Spinner watched the beautiful, sparkling construct turn over and over. It was like some intricate piece of jewelry, a filigree of glass, perhaps. How could something as complex, as real as this, be made of nothing but spacetime?

“I can’t see it move,” she said slowly.

“What was that, Spinner?”

“Mark, if the string is moving at close to lightspeed — how come I can’t see it? The thing should be writhing like some immense snake…”

“You’re forgetting the scale, Spinner-of-Rope,” Mark said gently. “That loop is over a thousand light-years across. It would take a millennium for a strand of string to move across the diameter of the loop. Spinner, it is writhing through space, just as you say, but on timescales far beyond yours or mine…

“But watch this.”

Suddenly the three-dimensional image of the string came to life. It twisted, its curves straightening or bunching into cusps, lengths of the string twisting over and around each other.

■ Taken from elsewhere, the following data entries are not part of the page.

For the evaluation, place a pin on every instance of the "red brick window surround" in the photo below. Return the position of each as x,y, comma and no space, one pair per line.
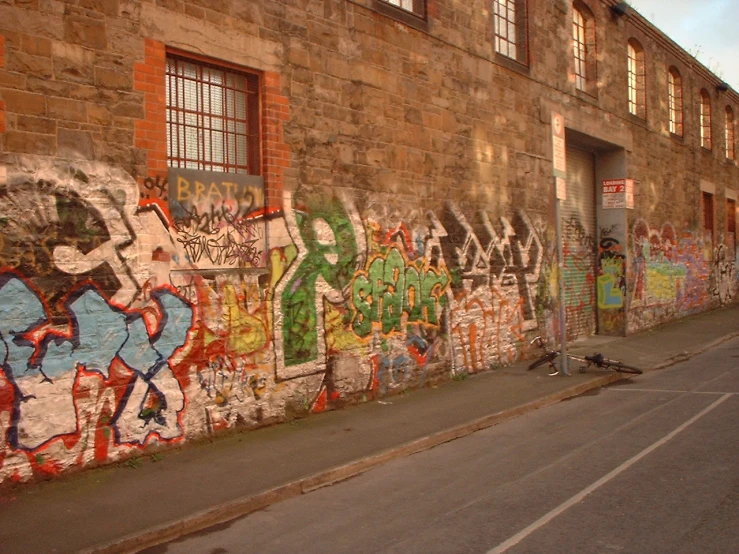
707,201
151,132
637,79
509,28
580,49
675,101
583,48
212,117
730,146
705,112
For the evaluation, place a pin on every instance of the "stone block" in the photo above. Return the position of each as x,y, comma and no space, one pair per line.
30,143
24,102
67,109
74,144
85,31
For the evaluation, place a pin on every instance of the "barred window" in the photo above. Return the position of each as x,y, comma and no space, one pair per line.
729,134
637,80
212,117
705,119
509,22
417,7
675,101
580,49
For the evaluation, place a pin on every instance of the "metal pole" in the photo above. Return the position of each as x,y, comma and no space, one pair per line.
561,265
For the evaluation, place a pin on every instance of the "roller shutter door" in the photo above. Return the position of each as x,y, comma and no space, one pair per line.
578,234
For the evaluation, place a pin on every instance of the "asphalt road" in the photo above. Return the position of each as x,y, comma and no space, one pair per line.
647,466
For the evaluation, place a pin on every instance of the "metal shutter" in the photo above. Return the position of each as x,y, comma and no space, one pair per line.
578,234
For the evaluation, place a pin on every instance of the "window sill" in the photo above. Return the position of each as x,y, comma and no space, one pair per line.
587,96
513,65
411,19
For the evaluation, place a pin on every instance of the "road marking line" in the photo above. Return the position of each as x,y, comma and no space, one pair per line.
676,391
518,537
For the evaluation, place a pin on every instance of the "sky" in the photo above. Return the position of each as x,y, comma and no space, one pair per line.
705,28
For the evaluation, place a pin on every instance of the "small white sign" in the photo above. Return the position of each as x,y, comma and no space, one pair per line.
618,193
559,158
561,188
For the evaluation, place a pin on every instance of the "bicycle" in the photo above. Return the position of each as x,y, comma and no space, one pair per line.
597,360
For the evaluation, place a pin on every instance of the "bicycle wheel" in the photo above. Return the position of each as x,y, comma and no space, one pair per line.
623,368
545,359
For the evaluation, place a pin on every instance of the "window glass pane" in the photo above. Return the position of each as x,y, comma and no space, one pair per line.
209,117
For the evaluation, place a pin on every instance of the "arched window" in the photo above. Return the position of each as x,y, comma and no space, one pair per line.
730,144
637,79
675,101
509,21
583,47
580,49
705,119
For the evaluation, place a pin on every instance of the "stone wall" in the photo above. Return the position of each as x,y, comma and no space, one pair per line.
403,232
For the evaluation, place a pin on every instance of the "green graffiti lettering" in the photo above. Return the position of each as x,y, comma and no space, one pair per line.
331,245
362,301
393,289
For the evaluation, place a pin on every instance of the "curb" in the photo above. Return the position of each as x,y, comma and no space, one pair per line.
240,507
243,506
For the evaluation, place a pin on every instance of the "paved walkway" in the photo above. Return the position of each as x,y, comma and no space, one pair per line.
123,509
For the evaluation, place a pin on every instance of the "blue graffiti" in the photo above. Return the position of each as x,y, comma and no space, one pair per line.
100,333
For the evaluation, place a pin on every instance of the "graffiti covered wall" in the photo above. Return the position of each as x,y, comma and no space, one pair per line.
676,273
116,337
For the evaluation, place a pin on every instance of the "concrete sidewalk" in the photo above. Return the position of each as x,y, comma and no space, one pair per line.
124,509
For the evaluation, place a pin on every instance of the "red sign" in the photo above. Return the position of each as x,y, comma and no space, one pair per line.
618,193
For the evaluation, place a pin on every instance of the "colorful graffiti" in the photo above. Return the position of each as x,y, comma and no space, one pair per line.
676,274
393,291
135,316
495,285
42,364
578,273
611,275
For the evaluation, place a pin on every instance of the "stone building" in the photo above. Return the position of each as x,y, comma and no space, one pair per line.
231,213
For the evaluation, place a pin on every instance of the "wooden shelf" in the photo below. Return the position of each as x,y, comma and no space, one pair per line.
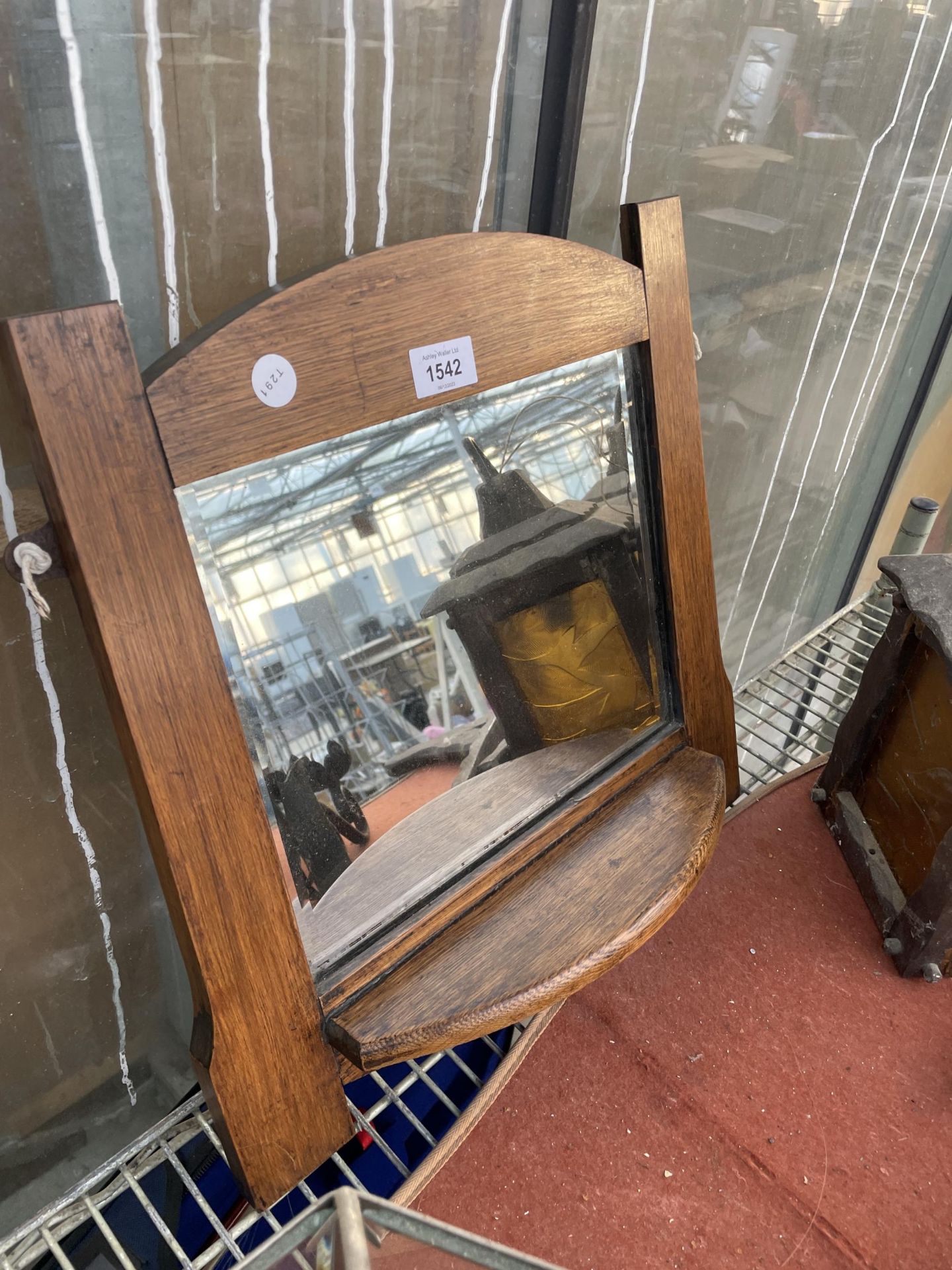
569,916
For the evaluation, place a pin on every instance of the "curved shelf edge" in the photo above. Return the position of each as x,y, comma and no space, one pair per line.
568,917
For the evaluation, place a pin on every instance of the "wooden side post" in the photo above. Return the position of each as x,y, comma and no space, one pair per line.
270,1076
653,238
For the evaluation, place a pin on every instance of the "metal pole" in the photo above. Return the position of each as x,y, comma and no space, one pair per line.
350,1251
913,534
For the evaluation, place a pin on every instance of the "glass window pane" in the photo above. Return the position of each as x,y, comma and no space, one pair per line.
809,144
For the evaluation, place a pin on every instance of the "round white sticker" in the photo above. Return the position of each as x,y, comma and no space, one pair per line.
273,380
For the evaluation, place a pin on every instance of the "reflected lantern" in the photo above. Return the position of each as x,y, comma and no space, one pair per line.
553,610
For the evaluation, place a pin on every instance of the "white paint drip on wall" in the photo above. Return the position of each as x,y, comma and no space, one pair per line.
48,1042
883,238
386,121
74,66
636,103
885,361
264,56
493,105
66,785
154,55
349,88
814,339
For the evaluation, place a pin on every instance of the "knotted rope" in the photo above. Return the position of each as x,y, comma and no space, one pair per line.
32,562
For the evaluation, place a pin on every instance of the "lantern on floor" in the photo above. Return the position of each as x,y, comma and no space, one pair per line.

Mark said, “This is the true motion of the string, projected from the velocity distribution along its length. The motion is actually periodic… It resumes the same form every twenty thousand years or so. This graphic is running at billions of times true speed, of course — the twenty millennia period is being covered in around five minutes.

“But the graphic is enough to show you an important feature of this motion. It’s non-intersecting… The string is not cutting itself at any point in the periodic trajectory. If it did, it would bud off smaller sub-loops, which would oscillate and cut themselves up further, and so on… the string would rapidly decay, shrivelling through a thousand cuts, and leaking away its energy through gravitational radiation.”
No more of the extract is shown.